The Nominations Committee has four members, Mark Abrahams (Chair), Bob Beveridge, Liz Shanahan and Neil Campbell. The Nominations Committee considers succession planning, reviews the structure, size, skills and experience as well as composition of the Board, and nominates candidates to fill Board vacancies. The detailed terms of reference for the Nominations Committee can be found here.
Communicate how the Company is governed and is performing by maintaining a dialogue with shareholders and other relevant shareholders.
The Board has formal responsibilities and agendas and three sub-committees. Additionally, strong informal relations are maintained between Executive and Non-executive Directors. During the last year most meetings have taken place face-to-face and Non-executive Directors have continued to meet with other senior managers informally to give advice and assistance. One board dinner has been held during the year to provide opportunities for broader discussions. The Chief Executive Officer and Chief Financial Officer meet with investors after results announcements have been made and at other shareholder participant events. They also meet regularly with the Group’s Nomad/broker to discuss any shareholder feedback – the Board is briefed accordingly. The Chief Executive Officer and the Chief Financial Officer make presentations to institutional shareholders and analysts each year, immediately following the release of interim and full-year results. They also attend retail shareholder events, both in person and online. The slides used for such presentations are made available on this website (click here) and recording of presentations from retail investor meetings are generally made available on the platform of the organisers. The Group retains a financial public relations firm to assist it in ensuring that key messages reach the appropriate audiences.

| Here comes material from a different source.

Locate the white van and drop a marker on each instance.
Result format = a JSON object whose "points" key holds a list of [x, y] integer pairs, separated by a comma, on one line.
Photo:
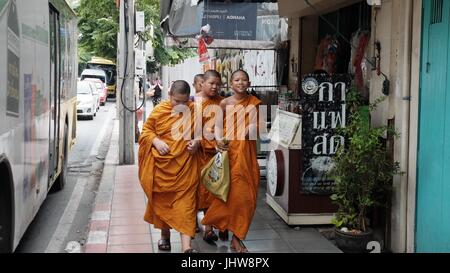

Principal Risks and Uncertainties
Please click here to see the full Principal Risks and Uncertainties faced by the Group.
Country of Incorporation
The Company (Company number 03587944) was incorporated on 25 June 1998 in England and Wales. Following a reverse takeover by Inspiration Healthcare Limited, completed on 24 June 2015, the Company changed its name to Inspiration Healthcare Group plc and was re-admitted to the London Stock Exchange’s Alternative Investment Market (LSE:IHC). The Company has adopted the QCA Corporate Governance Code, which was last reviewed by the Board in January 2024.
Main Country of Operations
Inspiration Healthcare Group plc’s main country of operation is the United Kingdom, although some of our staff may be domiciled overseas to provide more localised service and support.
Inspiration Healthcare Group plc is traded on the London Stock Exchange AIM market and no securities are listed on any other Exchanges.